Pengertian Kode Etik
a. Menurut Undang-undang Nomor 8 Tahun 1974 tentang
Pokok-pokok Kepegawaian jelas menyatakan bahwa “Pegawai Negeri/Sipil mempunyai
Kode Etik sebagai pedoman sikap, tingkah laku dan perbuatan di dalam dan di
luar kedinasan.” Dalam penjelasan Undang-undang tersebut dinyatakan bahwa
dengan adanya Kode Etik ini, pegawai negeri sispil sebagai aparatur Negara,
abdi negara, dan abdi masyarakat mempunyai pedoman sikap, tingkah laku, dan
perbuatan dalam melaksanakan tugasnya dan dalam pergaulan hidup sehari-hari.

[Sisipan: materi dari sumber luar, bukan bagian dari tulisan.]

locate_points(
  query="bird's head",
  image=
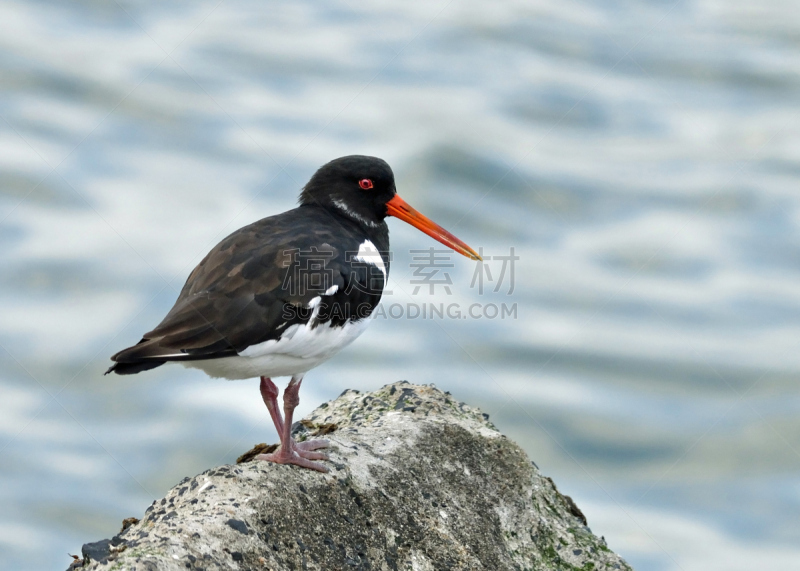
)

Selanjutnya, dalam Kode Etik Pegawai Negeri Sipil itu digariskan pula
prinsip-prinsip pokok tentang pelaksanaan tugas dan tanggung jawab pegawai
negeri. Dari urai ini dapat kita simpulkan, bahwa kode etik merupakan pedoman
sikap, tingkah laku, dan perbuatan di dalam melaksanakan tugas dan dalam hidup
sehari-hari.[7]
b. Dalam pidato pembukaan Kongres PGRI XIII, Basuni
sebagai Ketua Umum PGRI menyatakan bahwa Kode Etik Guru Indonesia merupakan
landasan moral dan pedoman tingkah laku guru warga PGRI dalam melaksanakan panggilan
pengabdiannya bekerja sebagai guru (PGRI, 1973). Dari pendapat Ketua Umum PGRI
ini dapat ditarik kesimpulan bahawa dalam Kode Etik Guru Indonesia terdapat dua
unsur pokok yakni:
1. Sebagai landasan moral,
2. Sebagai pedoman tingkah laku.
Dari
uraian tersebut kelihatan, bahwa kode etik suatu profesi adalah norma-norma
yang harus diindahkan oleh setiap anggota profesi di dalam melaksanakan tugas
profesinya dan dalam hidupnya di masyarakat. Norma-norma tersebut berisi
petunjuk-petunjuk bagi para anggota profesi tentang bagaimana mereka
melaksanakan profesinya dan larangan-larangan, yaitu ketentuan-ketentuan
tentang apa yang tidak boleh diperbuat atau dilaksanakan oleh mereka, melainkan
juga menyangkut tingkah laku anggota profesi pada umumnya dalam pergaulan
sehari-hari di dalam masyarakat.
2.
Tujuan Kode Etik
Pada dasarnya tujuan merumuskankode etik dalam
suatu profesi adalah untuk kepentingan anggota dan kepentingan organisasi
profesi itu sendiri. Secara umum tujuan mengadakan kode etik adalah sebagai
berikut:
a. Untuk menjunjung tinggi martabat
profesi
Dalam
hal ini kode etik dapat menjaga pandangan dan kesan dari pihak luar atau
masyarakat, agar mereka jangan sampai memandang rendah atau remes terhadap
profesi akan melarang. Oleh karenya, setiap kode etik suatu profesi akan
melarang berbagai bentuk tindak-tanduk atauk kelakuan anggota profesi yang
dapat mencemarkan nama baik profesi terhadap dunia luar. Dari segin ini, kode
etik juga sering kali disebut kode kehormatan.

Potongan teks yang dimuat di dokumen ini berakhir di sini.